1

After reading Chapter 10 of "The Definitive ANTLR 4 Reference", I tried to write a simple analyzer to get lexical attributes, but I got an error. How can I get the lexical attributes?

lexer grammar TestLexer;

SPACE:                       [ \t\r\n]+ -> skip;

LINE:                        INT DOT [a-z]+ {System.out.println($INT.text);};
INT:                         [0-9]+;
DOT:                         '.';
[INFO] 
[INFO] --- antlr4-maven-plugin:4.9.2:antlr4 (antlr) @ parser ---
[INFO] ANTLR 4: Processing source directory /Users/Poison/IdeaProjects/parser/src/main/antlr4
[INFO] Processing grammar: me.tianshuang.parser/TestLexer.g4
[ERROR] error(128): me.tianshuang.parser/TestLexer.g4:5:65: attribute references not allowed in lexer actions: $INT.text
[ERROR] /Users/Poison/IdeaProjects/parser/me.tianshuang.parser/TestLexer.g4 [5:65]: attribute references not allowed in lexer actions: $INT.text

ANTLR4 version: 4.9.2.

Reference:
antlr4/actions.md at master · antlr/antlr4 · GitHub
How to get the token attributes in Antlr-4 lexer rule's action · Issue #1946 · antlr/antlr4 · GitHub

Poison
  • 389
  • 2
  • 14

2 Answers2

1

How can I get the lexical attributes?

You can't: labels are simply not supported in lexer rules.

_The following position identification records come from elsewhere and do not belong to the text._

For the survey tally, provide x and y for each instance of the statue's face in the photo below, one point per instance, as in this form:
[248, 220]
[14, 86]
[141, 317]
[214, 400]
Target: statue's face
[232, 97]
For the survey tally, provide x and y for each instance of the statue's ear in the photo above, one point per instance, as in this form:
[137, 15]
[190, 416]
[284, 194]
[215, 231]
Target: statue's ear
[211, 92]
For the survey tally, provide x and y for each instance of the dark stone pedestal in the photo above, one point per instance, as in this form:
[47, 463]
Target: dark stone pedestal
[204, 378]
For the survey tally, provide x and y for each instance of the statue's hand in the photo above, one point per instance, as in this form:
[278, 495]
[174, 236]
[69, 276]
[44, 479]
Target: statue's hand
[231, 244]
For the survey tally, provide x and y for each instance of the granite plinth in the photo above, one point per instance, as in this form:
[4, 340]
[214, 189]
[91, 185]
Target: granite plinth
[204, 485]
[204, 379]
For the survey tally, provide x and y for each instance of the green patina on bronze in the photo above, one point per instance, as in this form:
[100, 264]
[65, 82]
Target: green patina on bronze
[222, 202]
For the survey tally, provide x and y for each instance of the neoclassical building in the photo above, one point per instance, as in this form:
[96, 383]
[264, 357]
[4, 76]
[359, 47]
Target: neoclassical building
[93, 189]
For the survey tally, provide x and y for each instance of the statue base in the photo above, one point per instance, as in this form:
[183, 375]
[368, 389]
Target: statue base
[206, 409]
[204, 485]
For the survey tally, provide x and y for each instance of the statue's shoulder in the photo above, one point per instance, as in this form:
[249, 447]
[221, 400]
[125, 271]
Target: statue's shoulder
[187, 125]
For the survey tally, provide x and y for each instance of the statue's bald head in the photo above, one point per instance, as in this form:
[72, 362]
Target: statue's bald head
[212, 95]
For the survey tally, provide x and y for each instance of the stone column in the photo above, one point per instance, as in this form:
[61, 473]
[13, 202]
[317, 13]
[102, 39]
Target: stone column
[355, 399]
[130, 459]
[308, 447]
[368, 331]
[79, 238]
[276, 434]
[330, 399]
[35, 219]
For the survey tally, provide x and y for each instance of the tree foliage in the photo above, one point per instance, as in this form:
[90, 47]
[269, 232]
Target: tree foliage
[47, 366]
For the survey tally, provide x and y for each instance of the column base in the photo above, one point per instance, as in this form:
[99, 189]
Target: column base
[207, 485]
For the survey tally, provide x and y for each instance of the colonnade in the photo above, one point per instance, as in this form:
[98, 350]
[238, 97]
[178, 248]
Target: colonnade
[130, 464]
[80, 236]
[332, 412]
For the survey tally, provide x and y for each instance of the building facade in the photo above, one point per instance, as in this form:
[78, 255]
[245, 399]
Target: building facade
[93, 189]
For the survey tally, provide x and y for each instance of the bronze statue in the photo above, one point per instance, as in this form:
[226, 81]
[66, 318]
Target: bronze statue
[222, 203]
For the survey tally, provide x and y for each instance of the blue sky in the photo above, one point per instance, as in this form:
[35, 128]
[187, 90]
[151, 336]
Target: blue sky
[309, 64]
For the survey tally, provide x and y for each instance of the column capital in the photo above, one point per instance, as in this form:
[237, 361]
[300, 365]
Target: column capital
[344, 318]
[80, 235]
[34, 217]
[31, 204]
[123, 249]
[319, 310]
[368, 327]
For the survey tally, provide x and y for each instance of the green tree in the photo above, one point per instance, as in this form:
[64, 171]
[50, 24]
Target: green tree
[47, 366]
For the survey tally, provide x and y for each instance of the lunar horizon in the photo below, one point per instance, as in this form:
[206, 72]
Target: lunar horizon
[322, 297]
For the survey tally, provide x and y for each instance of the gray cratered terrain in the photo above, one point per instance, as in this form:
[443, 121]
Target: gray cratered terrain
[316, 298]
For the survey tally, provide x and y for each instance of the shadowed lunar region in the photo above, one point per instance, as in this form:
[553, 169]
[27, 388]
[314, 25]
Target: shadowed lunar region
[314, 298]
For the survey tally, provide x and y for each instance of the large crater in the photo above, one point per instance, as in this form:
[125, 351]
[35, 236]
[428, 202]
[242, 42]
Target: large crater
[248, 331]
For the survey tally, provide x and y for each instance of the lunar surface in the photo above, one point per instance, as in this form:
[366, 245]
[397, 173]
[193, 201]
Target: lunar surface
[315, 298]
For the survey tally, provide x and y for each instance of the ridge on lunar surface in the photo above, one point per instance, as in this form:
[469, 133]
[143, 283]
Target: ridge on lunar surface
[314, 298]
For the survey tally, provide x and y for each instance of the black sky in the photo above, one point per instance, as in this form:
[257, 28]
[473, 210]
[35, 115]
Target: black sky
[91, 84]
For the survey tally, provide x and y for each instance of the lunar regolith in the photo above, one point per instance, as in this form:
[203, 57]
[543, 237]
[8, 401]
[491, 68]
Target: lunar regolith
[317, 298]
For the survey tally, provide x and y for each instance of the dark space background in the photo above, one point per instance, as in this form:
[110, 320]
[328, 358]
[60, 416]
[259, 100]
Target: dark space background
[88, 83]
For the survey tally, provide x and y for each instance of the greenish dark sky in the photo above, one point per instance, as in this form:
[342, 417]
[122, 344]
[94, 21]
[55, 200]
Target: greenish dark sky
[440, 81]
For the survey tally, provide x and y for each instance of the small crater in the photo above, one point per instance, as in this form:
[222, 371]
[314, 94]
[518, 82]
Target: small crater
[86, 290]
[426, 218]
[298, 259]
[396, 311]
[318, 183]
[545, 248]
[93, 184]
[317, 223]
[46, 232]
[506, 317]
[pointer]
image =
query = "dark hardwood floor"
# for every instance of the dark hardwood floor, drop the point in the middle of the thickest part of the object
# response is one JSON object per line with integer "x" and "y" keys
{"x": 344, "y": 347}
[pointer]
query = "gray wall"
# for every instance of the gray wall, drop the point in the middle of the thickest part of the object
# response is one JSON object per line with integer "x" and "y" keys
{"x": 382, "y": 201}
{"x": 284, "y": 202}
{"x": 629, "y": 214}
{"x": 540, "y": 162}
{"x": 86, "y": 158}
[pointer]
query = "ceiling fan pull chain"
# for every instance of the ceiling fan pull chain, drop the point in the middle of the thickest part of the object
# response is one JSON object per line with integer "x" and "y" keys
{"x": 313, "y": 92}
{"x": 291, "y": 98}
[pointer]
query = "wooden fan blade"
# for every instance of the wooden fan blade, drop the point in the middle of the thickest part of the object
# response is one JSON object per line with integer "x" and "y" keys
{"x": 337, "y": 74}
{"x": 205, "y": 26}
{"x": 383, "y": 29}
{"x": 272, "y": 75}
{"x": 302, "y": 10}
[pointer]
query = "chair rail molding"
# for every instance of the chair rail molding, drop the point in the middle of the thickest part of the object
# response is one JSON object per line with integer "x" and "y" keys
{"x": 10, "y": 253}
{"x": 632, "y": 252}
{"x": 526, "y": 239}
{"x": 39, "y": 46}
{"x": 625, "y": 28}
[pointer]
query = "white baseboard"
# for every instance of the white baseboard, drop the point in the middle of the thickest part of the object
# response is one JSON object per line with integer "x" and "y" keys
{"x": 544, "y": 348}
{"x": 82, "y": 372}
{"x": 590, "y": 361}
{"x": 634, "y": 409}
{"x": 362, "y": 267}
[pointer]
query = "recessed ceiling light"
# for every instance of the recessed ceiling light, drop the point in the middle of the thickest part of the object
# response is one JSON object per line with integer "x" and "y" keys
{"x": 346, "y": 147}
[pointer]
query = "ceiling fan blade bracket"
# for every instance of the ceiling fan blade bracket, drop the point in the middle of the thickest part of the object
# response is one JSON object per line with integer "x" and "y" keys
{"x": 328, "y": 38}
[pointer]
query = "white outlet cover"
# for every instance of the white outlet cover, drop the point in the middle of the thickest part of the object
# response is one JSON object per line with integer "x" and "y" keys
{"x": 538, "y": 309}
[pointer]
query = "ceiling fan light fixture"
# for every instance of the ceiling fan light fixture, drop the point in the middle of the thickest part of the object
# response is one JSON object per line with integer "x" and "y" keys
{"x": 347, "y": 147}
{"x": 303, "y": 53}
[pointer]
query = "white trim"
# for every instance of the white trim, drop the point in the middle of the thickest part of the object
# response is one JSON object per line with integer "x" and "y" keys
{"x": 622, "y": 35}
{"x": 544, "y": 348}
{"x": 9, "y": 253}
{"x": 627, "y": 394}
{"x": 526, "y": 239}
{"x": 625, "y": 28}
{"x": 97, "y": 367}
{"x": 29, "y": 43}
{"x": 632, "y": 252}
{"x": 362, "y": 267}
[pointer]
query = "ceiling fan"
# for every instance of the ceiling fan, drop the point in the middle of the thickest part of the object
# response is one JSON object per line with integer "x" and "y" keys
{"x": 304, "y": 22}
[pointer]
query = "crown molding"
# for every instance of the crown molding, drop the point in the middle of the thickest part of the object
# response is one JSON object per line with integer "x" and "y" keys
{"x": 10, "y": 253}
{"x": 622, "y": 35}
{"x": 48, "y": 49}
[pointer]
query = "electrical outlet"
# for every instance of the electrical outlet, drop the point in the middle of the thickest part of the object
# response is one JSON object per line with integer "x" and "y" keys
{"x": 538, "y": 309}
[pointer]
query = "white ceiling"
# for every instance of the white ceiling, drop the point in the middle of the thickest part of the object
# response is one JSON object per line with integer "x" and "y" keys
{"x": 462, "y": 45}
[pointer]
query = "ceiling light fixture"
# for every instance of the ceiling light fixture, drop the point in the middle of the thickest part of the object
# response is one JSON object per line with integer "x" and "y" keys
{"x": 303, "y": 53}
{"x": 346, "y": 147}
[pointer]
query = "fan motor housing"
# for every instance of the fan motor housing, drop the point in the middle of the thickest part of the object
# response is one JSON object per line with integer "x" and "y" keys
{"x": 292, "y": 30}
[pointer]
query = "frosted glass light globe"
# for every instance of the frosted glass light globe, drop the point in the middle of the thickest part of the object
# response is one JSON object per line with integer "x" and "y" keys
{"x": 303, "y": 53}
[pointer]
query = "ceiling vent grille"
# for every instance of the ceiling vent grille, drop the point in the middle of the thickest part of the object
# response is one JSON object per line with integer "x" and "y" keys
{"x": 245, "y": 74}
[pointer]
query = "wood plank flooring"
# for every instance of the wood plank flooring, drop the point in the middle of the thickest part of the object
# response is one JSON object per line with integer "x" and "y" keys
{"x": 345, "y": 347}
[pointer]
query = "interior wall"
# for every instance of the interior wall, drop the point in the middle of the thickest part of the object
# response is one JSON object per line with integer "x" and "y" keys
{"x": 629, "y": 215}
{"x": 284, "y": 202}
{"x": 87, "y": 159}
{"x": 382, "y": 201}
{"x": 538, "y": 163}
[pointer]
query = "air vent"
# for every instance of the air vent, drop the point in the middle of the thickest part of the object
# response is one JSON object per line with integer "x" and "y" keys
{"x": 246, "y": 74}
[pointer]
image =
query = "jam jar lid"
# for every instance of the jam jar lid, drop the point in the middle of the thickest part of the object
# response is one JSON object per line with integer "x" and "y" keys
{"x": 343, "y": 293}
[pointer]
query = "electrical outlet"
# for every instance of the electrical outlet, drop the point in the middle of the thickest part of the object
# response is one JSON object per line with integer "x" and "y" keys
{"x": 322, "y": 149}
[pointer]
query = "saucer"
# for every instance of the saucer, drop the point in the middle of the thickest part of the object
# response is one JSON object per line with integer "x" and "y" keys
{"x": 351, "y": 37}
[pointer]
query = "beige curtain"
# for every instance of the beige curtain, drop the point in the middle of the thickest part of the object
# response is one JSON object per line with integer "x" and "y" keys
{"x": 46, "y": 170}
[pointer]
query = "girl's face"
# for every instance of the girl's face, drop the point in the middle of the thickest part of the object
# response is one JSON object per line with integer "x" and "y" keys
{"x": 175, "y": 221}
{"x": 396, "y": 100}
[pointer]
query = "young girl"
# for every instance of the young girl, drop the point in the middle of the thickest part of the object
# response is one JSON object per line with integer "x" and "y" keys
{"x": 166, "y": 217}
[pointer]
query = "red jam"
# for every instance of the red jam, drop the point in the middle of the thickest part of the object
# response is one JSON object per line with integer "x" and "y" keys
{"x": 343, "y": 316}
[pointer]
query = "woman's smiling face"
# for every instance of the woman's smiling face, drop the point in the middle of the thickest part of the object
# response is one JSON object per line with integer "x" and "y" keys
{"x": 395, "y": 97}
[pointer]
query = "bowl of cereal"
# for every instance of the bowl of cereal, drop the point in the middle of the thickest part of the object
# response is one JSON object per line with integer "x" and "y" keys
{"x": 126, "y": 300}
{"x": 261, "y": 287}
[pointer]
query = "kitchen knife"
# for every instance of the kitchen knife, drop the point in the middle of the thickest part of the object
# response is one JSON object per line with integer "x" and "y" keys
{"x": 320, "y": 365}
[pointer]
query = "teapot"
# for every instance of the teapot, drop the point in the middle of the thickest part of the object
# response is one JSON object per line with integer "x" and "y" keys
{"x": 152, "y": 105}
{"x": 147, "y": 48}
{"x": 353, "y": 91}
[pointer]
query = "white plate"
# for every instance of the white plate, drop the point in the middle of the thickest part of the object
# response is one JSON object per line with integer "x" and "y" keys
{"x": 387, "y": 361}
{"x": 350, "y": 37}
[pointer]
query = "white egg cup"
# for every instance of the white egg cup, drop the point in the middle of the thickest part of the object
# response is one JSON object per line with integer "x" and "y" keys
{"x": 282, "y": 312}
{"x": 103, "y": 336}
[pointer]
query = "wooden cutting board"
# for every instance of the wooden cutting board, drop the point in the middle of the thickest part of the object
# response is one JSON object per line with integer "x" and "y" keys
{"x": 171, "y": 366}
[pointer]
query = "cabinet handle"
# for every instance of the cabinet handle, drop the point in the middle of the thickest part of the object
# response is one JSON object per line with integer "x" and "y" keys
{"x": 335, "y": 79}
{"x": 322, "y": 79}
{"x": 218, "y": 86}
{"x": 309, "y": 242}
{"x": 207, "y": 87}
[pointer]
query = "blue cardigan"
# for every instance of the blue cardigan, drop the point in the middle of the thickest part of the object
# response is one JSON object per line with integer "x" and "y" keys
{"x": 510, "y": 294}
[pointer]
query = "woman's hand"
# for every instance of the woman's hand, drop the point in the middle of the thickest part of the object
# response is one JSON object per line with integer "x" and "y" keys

You might say, "well, but I'm not using any labels!". But the following:

INT DOT [a-z]+ {System.out.println($INT.text);}

is just a shorthand notation for:

some_var_name=INT DOT [a-z]+ {System.out.println($some_var_name.text);}

where some_var_name is called a label.

If you remove the embedded code (the stuff between { and }), add a label before INT and then generate a lexer, you'll see the following warning being printed to stderr:

labels in lexer rules are not supported in ANTLR 4; actions cannot reference elements of lexical rules but you can use getText() to get the entire text matched for the rule

The last part means that you can grab the entire text of the lexer rule like this:

LINE
 : INT DOT [a-z]+ {System.out.println(getText());}
 ;

But grabbing text from individual parts of a lexer rule is not possible.

Bart Kiers
  • 166,582
  • 36
  • 299
  • 288
0

Try to separate the concerns of the lexer and other output matters: that's a main focus point of Antlr VS Bison/Flex. You can use for example visitor/listener patterns from the other chapters of the book.

rikyeah
  • 1,896
  • 4
  • 11
  • 21